Keeping the addresses generated from deterministic wallet PubKey seed secret.

[No_2]

I have the following use case: I want to generate a series of public keys from which to create Bitcoin addresses from a deterministic wallet, but I do not want anyone to know or be able to predict what my sequence of addresses will be.

So my question is: can I keep the public key seed on a cold storage machine and generate public keys on an as needed basis without revealing what the next public key or address in the sequence is likely to be?

[achow101]

Yes. There is no need for anyone to know what your master public key is.

[No_2]

I should be clearer: I don't want anyone to be able to work out what the next address in the sequence will be, e.g. if I've generated 100 addresses in sequence and used them publicly will anyone be able to guess what address 101 would be without the pubkey seed?

[shorena]

I should be clearer: I don't want anyone to be able to work out what the next address in the sequence will be, e.g. if I've generated 100 addresses in sequence and used them publicly will anyone be able to guess what address 101 would be without the pubkey seed?

isnt this given with hardened keys?

-> https://bitcoin.org/en/developer-guide#hardened-keys

Assuming you also keep the xpub key secret as knightdk suggested.

[hhanh00]

You don't need hardened keys for this scenario. If you only publish the addresses, no-one can figure out the next in sequence.

[shorena]

You don't need hardened keys for this scenario. If you only publish the addresses, no-one can figure out the next in sequence.

So you can never spend the coins because this would expose the public key which would allow to derive further addresses?

[Carlton Banks]

You don't need hardened keys for this scenario. If you only publish the addresses, no-one can figure out the next in sequence.

So you can never spend the coins because this would expose the public key which would allow to derive further addresses?
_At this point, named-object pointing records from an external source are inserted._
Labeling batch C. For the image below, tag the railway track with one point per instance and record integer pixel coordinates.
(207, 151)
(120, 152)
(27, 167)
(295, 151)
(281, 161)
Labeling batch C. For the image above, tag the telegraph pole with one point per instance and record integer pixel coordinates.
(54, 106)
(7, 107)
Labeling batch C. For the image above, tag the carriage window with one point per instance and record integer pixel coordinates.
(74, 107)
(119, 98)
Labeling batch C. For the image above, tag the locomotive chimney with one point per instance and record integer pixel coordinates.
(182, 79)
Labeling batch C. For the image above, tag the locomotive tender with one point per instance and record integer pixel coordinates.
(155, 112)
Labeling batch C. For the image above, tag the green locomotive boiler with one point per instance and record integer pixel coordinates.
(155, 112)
But surely the public key of a single address cannot be used to infer the value of the xpub that generated it? The link to hardened keys suggests that the public key and the corresponding chaincode need to be exposed for that to be possible, so what am I missing?

[hhanh00]

You don't need hardened keys for this scenario. If you only publish the addresses, no-one can figure out the next in sequence.

So you can never spend the coins because this would expose the public key which would allow to derive further addresses?
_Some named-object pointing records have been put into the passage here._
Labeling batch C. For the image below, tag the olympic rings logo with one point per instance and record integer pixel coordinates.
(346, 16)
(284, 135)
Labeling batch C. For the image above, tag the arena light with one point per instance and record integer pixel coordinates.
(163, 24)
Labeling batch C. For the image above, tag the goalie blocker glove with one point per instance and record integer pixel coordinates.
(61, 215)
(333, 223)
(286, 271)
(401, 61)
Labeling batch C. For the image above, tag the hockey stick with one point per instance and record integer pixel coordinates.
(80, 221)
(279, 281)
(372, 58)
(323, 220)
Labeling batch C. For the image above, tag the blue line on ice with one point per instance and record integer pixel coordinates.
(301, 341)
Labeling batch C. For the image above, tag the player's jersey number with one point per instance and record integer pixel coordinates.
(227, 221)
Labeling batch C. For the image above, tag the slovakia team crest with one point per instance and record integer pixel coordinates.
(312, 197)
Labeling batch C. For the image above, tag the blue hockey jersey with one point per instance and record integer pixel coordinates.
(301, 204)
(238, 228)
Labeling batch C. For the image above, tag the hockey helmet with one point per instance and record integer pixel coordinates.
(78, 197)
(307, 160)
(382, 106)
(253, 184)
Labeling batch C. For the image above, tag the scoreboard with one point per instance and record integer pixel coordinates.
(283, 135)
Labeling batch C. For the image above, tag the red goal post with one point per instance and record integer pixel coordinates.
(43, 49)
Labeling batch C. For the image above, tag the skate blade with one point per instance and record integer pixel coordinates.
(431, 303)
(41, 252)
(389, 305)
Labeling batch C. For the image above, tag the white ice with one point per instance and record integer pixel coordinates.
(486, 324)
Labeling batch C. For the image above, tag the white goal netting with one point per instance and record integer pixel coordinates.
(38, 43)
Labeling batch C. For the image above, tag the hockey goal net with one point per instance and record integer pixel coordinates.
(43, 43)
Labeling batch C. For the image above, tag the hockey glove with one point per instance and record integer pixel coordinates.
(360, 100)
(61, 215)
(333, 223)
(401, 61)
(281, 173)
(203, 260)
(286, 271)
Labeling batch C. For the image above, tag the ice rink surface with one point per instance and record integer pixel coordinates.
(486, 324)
Well, you can also use the public key as long as you don't show the chain code.

[shorena]

For now thanks for the answers even though it was not my thread. I feel I need more time reading and thinking about it.

[fbueller]

If you return only a public key, it's impossible to derive anything else in sequence.

A key is derived as Px + H(Chaincode || Keydata). It's impossible to guess the input to this second part, so you're all good.

You probably don't need to leak more than the public key - don't reveal any extended public keys.